Four out of Five stars
Running time: 113 mins

Impressive, atmospheric and VERY scary, this is an extremely effective British horror movie – it falls apart towards the end, but by then you’ll be too scared to care.

Alright. Hands up all those of you who’d written off Danny Boyle and the Trainspotting team as having, essentially ‘lost it’.

Well, exactly. And who could blame you? Amazingly, however, it turns out they were just biding their time and suddenly up pops this rather impressive Zombies In London flick, directed by Boyle and written by Alex Garland (the author of The Beach, who you’d have thought would have disowned Boyle & co. after the Beach movie, but apparently not).

It’s also safe to say that Fox know they have a potentially huge Halloween hit on their hands, as their frankly superb teaser campaign indicates. If you’ve yet to see the sequential comic artwork currently visible as you ride the escalator in certain tube stations, then check out the relevant ‘underground’ section of the 28 Days Later website.

No. No. Don’t Release The Killer Monkeys!

The film starts brilliantly, with a brief prologue in which Stupid Animal Rights Hippies break into a research facility and release a bunch of Killer Monkeys, ignoring David Schneider's cries of "No. No. Don't release the Killer Monkeys." etc. They are injected with RAGE, apparently, as, like, a metaphor for our times, yeah? Anyway, if one of these pesky monkeys bites you, or just one drop of infected blood touches you, you turn into a zombie before you can say "Grrr. Argh."

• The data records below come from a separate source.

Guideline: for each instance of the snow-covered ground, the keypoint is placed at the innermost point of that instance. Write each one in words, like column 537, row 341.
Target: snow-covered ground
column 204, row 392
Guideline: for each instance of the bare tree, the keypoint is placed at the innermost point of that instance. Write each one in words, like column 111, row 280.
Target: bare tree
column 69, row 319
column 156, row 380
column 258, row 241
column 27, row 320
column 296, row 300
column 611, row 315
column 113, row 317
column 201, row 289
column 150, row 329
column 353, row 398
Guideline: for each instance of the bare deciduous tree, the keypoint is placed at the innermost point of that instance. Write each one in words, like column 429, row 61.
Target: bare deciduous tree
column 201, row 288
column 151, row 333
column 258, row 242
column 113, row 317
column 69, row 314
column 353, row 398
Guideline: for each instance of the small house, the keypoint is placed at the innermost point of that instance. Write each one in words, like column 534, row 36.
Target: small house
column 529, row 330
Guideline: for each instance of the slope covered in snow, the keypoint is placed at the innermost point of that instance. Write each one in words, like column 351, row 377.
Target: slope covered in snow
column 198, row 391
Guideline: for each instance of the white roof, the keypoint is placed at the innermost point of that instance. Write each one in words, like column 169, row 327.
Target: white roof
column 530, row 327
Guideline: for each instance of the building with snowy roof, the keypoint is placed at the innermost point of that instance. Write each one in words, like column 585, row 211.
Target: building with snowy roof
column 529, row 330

Cut to London, "28 Days Later..." (there are no other credits) and Cillian Murphy as Jim, who wakes up in a hospital, Day of the Triffids style and finds that there's no one around. This leads to perhaps the most impressive bit of the film – several shots of Cillian wandering around a completely deserted London, including Waterloo Bridge and, amazingly, Piccadilly Circus.

(In case you suspect Digital Trickery, these sequences were apparently done for real, with special permission from That Nice Mr Livingstone and everything. In fact you can tell it’s genuine because Cillian completely fails to notice someone clearly walking up Haymarket as he comes up the steps near The Mall...)

High Speed Zombie Chase

Shortly afterwards, in the first of many superbly-timed shocks, Jim discovers some people in a church but -ARGH!- they're zombies and they start running after him extremely fast. Well, fast for zombies. Not speeded-up fast. But they wave their arms around a lot so it looks like they're faster than they are. It's a lot scarier than it sounds and, if you think about it, Running Zombies is a stroke of genius in Making Zombies Scarier terms.

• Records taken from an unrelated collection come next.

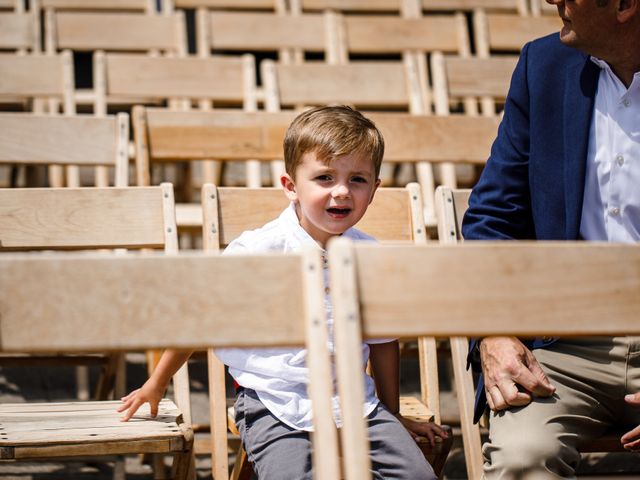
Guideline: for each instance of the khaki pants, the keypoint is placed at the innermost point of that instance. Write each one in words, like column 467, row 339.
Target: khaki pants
column 541, row 440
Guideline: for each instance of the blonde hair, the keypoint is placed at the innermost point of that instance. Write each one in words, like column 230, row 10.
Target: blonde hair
column 332, row 132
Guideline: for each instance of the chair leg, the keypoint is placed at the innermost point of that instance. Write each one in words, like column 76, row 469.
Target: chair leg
column 242, row 469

So, Jim gets rescued, then hooks up with a couple of Zombie Hunters, one of whom (Naomie Harris) is really rather cute. Then they meet Brendan Gleeson and his daughter, (who have somehow avoided being evacuated or becoming zombies, but no matter) and they decide to investigate a radio signal they’ve heard, suggesting there’s a group of people out there leading a resistance…

To be honest, the film loses it somewhat in the second half, when Christopher Eccleston And His Band Of Bastards turn up and it becomes, in places, irritatingly silly. However, there have been so many great scenes and scary moments by this point that you’ll be too caught up in the film to really get that annoyed.

Gritty Not Glossy!

The film is well-acted, particularly by Murphy (Disco Pigs), who has a spaced-out, not-quite-of-this-world quality as an actor that really adds to his role. It’s also filmed on digital video (by Anthony Dod Mantle, who shot Festen), giving the film a gritty, more realistic feel and distinguishing it from glossy Hollywood horrors such as Scream etc.

Boyle has also made some daring decisions with the soundtrack, particularly during one or two key sequences. (These scenes are destined to be argued over in pubs – does the music add to the effect or ruin it completely? You’ll have to see the film and decide for yourself.)

To sum up, this is an excellent film that presents a unique view of London and breathes new life into the zombie genre. In addition, the shocks work brilliantly and there are some truly terrifying moments. Which, let’s face it, is all you really need from a zombie flick. Highly recommended.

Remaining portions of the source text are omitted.